We may not have recognised it but somewhere inside us is a longing for a sense of deep connection to what we are part of. We try to do meet this through ideas but this is not the same as being totally present. We need to turn up fully to our experience rather than get lost in thinking about it all and meditation is a process of gradually bringing to an end our sense of separation.
With more mindfulness, you can see what you are bringing to this moment from the past. When you witness this without a sense of self, you see things much for how they really are rather than what you think they are. We can bring a more objective perspective and open the door to some of the charge we are carrying.

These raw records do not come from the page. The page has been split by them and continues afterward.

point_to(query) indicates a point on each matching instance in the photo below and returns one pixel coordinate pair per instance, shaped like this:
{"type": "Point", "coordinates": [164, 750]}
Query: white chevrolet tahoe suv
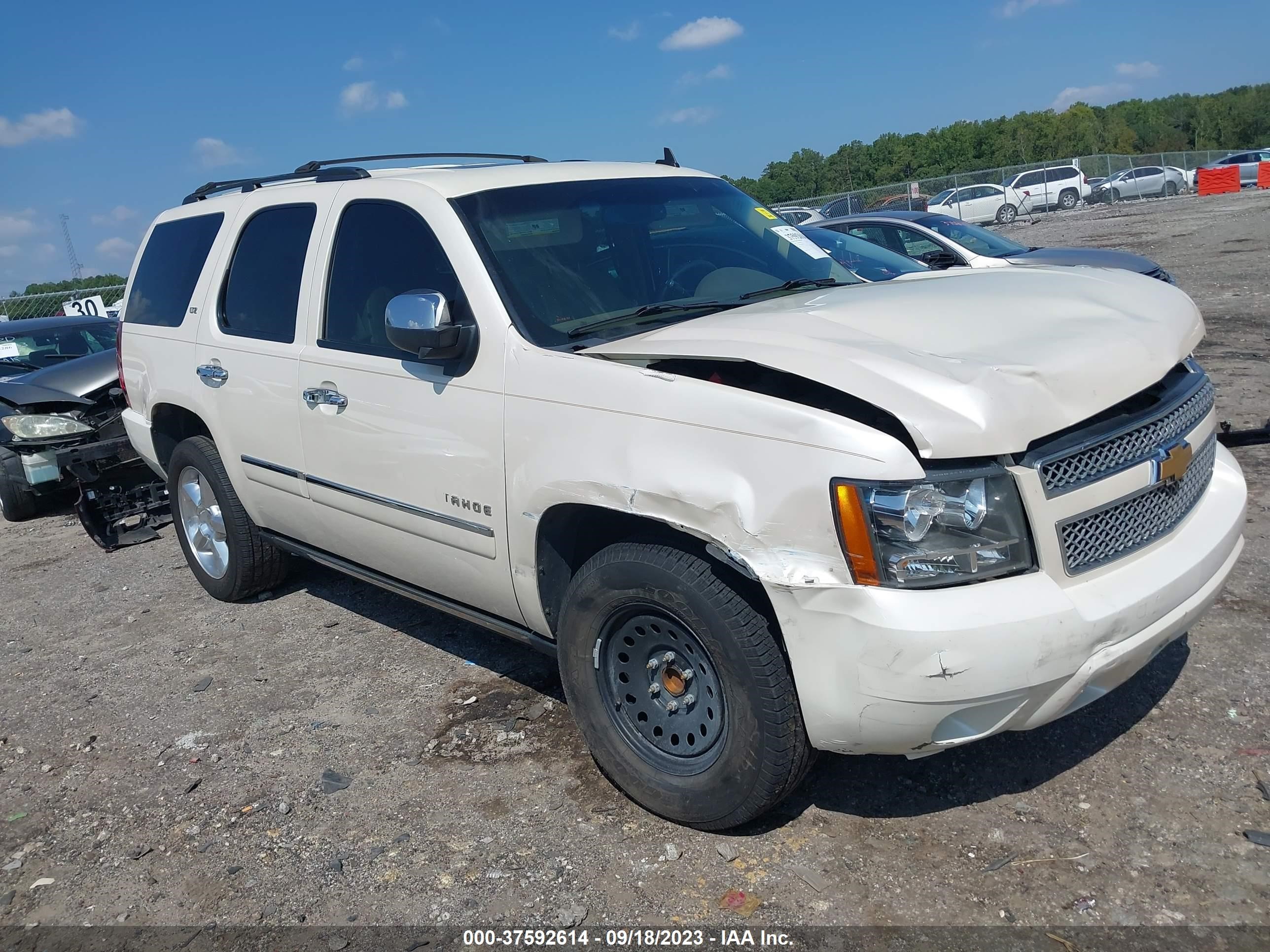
{"type": "Point", "coordinates": [619, 411]}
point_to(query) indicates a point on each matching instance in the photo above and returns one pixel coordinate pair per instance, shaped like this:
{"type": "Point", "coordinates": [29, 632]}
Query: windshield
{"type": "Point", "coordinates": [51, 345]}
{"type": "Point", "coordinates": [573, 254]}
{"type": "Point", "coordinates": [867, 259]}
{"type": "Point", "coordinates": [973, 238]}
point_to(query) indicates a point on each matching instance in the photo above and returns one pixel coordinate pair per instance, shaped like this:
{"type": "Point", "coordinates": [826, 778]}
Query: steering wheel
{"type": "Point", "coordinates": [676, 280]}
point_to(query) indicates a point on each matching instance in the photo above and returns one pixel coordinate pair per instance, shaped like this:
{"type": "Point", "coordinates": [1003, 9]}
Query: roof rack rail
{"type": "Point", "coordinates": [314, 167]}
{"type": "Point", "coordinates": [337, 174]}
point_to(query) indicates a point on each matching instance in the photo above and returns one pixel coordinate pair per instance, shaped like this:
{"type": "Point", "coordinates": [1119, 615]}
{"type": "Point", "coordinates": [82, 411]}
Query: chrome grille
{"type": "Point", "coordinates": [1127, 525]}
{"type": "Point", "coordinates": [1126, 450]}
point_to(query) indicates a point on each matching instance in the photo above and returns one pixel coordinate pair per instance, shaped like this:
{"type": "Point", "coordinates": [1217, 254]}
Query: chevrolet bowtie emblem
{"type": "Point", "coordinates": [1171, 464]}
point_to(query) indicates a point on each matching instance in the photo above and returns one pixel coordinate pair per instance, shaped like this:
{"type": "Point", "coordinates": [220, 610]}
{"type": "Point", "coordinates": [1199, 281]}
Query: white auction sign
{"type": "Point", "coordinates": [85, 307]}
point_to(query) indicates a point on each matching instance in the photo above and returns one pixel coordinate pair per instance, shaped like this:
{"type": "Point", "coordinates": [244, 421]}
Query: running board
{"type": "Point", "coordinates": [501, 626]}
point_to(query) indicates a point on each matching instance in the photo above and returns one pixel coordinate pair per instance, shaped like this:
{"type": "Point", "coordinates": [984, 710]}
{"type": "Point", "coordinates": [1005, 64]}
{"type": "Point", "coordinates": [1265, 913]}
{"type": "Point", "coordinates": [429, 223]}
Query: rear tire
{"type": "Point", "coordinates": [645, 602]}
{"type": "Point", "coordinates": [232, 561]}
{"type": "Point", "coordinates": [17, 502]}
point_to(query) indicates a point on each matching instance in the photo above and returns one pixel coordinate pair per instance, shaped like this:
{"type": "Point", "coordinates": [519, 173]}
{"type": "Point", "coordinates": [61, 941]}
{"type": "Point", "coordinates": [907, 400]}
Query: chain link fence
{"type": "Point", "coordinates": [1175, 177]}
{"type": "Point", "coordinates": [89, 303]}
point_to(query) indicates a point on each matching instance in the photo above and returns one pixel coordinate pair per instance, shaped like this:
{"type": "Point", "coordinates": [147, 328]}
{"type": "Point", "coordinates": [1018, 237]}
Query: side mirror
{"type": "Point", "coordinates": [418, 323]}
{"type": "Point", "coordinates": [939, 261]}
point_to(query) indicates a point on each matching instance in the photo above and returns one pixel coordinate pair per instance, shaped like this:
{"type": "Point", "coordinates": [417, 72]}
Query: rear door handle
{"type": "Point", "coordinates": [212, 373]}
{"type": "Point", "coordinates": [322, 395]}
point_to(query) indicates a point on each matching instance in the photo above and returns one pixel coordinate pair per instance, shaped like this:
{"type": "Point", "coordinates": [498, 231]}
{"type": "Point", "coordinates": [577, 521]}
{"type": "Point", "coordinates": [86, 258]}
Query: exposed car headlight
{"type": "Point", "coordinates": [947, 530]}
{"type": "Point", "coordinates": [43, 426]}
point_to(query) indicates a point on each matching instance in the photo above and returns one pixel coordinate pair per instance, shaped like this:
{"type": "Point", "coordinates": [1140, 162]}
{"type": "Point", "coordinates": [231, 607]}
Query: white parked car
{"type": "Point", "coordinates": [616, 411]}
{"type": "Point", "coordinates": [1057, 187]}
{"type": "Point", "coordinates": [1145, 182]}
{"type": "Point", "coordinates": [981, 204]}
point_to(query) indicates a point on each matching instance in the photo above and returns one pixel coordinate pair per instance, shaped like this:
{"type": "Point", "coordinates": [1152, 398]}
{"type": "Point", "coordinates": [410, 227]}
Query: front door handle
{"type": "Point", "coordinates": [211, 373]}
{"type": "Point", "coordinates": [322, 395]}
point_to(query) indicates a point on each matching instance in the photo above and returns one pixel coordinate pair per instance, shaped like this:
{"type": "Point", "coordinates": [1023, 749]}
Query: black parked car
{"type": "Point", "coordinates": [61, 428]}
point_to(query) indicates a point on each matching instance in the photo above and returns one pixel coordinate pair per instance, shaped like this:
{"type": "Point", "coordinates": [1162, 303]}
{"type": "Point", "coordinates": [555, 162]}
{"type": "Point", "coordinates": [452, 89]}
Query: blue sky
{"type": "Point", "coordinates": [109, 113]}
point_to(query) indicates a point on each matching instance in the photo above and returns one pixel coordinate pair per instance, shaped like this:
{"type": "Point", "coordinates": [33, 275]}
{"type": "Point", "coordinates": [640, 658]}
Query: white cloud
{"type": "Point", "coordinates": [1018, 8]}
{"type": "Point", "coordinates": [17, 225]}
{"type": "Point", "coordinates": [1138, 70]}
{"type": "Point", "coordinates": [212, 153]}
{"type": "Point", "coordinates": [121, 212]}
{"type": "Point", "coordinates": [709, 31]}
{"type": "Point", "coordinates": [693, 116]}
{"type": "Point", "coordinates": [627, 34]}
{"type": "Point", "coordinates": [1094, 96]}
{"type": "Point", "coordinates": [719, 73]}
{"type": "Point", "coordinates": [51, 124]}
{"type": "Point", "coordinates": [358, 98]}
{"type": "Point", "coordinates": [116, 248]}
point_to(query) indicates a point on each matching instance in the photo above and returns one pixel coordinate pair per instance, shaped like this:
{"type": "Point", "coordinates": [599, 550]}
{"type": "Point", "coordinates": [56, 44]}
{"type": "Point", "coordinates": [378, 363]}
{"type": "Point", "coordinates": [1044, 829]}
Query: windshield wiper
{"type": "Point", "coordinates": [798, 283]}
{"type": "Point", "coordinates": [645, 311]}
{"type": "Point", "coordinates": [18, 362]}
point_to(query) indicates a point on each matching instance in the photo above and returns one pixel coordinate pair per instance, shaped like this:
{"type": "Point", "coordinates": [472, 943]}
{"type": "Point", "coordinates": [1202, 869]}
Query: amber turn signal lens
{"type": "Point", "coordinates": [854, 531]}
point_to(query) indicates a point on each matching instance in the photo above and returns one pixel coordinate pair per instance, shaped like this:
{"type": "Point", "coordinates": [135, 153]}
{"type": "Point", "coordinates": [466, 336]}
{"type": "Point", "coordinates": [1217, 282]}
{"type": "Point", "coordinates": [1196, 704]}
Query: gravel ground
{"type": "Point", "coordinates": [164, 754]}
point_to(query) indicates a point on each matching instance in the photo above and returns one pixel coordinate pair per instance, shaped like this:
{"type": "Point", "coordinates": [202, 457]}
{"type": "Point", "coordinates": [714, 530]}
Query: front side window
{"type": "Point", "coordinates": [614, 257]}
{"type": "Point", "coordinates": [169, 270]}
{"type": "Point", "coordinates": [383, 249]}
{"type": "Point", "coordinates": [973, 238]}
{"type": "Point", "coordinates": [262, 294]}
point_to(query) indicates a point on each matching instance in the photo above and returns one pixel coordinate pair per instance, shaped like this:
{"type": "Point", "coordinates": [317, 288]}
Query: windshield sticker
{"type": "Point", "coordinates": [530, 229]}
{"type": "Point", "coordinates": [799, 240]}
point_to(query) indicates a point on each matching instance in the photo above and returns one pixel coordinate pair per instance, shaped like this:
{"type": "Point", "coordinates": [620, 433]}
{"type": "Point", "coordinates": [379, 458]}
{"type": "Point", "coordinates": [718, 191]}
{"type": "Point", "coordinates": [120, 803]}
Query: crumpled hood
{"type": "Point", "coordinates": [1092, 257]}
{"type": "Point", "coordinates": [976, 364]}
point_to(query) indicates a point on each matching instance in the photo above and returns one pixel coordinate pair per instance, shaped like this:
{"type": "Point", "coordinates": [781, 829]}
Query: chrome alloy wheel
{"type": "Point", "coordinates": [202, 521]}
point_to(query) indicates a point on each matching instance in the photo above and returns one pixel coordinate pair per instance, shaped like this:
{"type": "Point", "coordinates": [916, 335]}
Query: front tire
{"type": "Point", "coordinates": [221, 544]}
{"type": "Point", "coordinates": [680, 687]}
{"type": "Point", "coordinates": [17, 502]}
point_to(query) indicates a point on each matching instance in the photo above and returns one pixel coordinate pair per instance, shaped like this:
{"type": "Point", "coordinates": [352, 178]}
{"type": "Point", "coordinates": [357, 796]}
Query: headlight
{"type": "Point", "coordinates": [951, 528]}
{"type": "Point", "coordinates": [43, 426]}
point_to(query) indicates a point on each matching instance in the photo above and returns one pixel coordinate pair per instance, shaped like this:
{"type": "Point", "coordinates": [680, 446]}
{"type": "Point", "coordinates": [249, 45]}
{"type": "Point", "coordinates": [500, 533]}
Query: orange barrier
{"type": "Point", "coordinates": [1214, 182]}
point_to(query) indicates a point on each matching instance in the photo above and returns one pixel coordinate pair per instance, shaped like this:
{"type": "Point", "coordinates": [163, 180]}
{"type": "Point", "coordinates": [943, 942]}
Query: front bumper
{"type": "Point", "coordinates": [888, 672]}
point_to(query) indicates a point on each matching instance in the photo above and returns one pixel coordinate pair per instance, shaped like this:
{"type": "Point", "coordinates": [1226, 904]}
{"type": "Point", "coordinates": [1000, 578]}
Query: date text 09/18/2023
{"type": "Point", "coordinates": [624, 938]}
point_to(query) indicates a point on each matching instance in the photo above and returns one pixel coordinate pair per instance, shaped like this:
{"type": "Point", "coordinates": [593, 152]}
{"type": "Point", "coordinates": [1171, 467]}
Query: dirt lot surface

The goal of meditation is to free ourselves from suffering of the affliction we experience in our life. To see clearly what life is, we have to polish the lens that we look through. Understanding comes from insight rather than studying or intellectual reflection. The eightfold noble path leads to liberation through insight. As soon as you see what this is, you free yourself. The liberation is in the seeing. In order to see, we have to pay wise attention
What did the Buddha say was the cause of suffering? You might think that attachment is the cause of our suffering, but attachment itself is caused by ignorance. If we saw what life truly is, we would not suffer. Our ignorance is the illusion of self. When we are absorbed in what we are doing, our sense of self fades. The arising of the sense of me in the middle of my experience is what creates the sense of separation.
You don’t know what you are going to get in life – good luck or bad luck, who knows? Sometimes life goes your way and sometimes it does not. It does not matter what you get, it matters how you meet each experience with a clear mind. Burgs goes onto to discuss karma and consciousness and asks what do you know to be true? The views we cling to are highly predictable on account of the way our mind works and our conditioning. The “wisdom of the idiot” acknowledges that we know nothing and are open to life as it is – rather than rigidly clinging to our views.
Sometimes the conditions are not present for us to be flourishing and we are either struggling or coping. The maturing of our insight ensures we can make more skilful life decisions, so that our expectations are realistic and in tune with the karmic forces that are underpinning our lives. There will be times when we are supported karmically, and times when we are challenged. If you get a sense of what is going on in the background, you can time your decisions appropriately, and act when the energy is right.
What causes disturbances in our meditation once we have established serenity and are not throwing any more pebbles into the pond of our mind? It’s our old stock of unwholesome mental states which shake our heart base. This happens because our field of perception opens and negative mental states reveal themselves which are below the threshold of our normal awareness. We know these mental states are just below the surface but usually distract ourselves from feeling them - maintaining a more limited level of consciousness.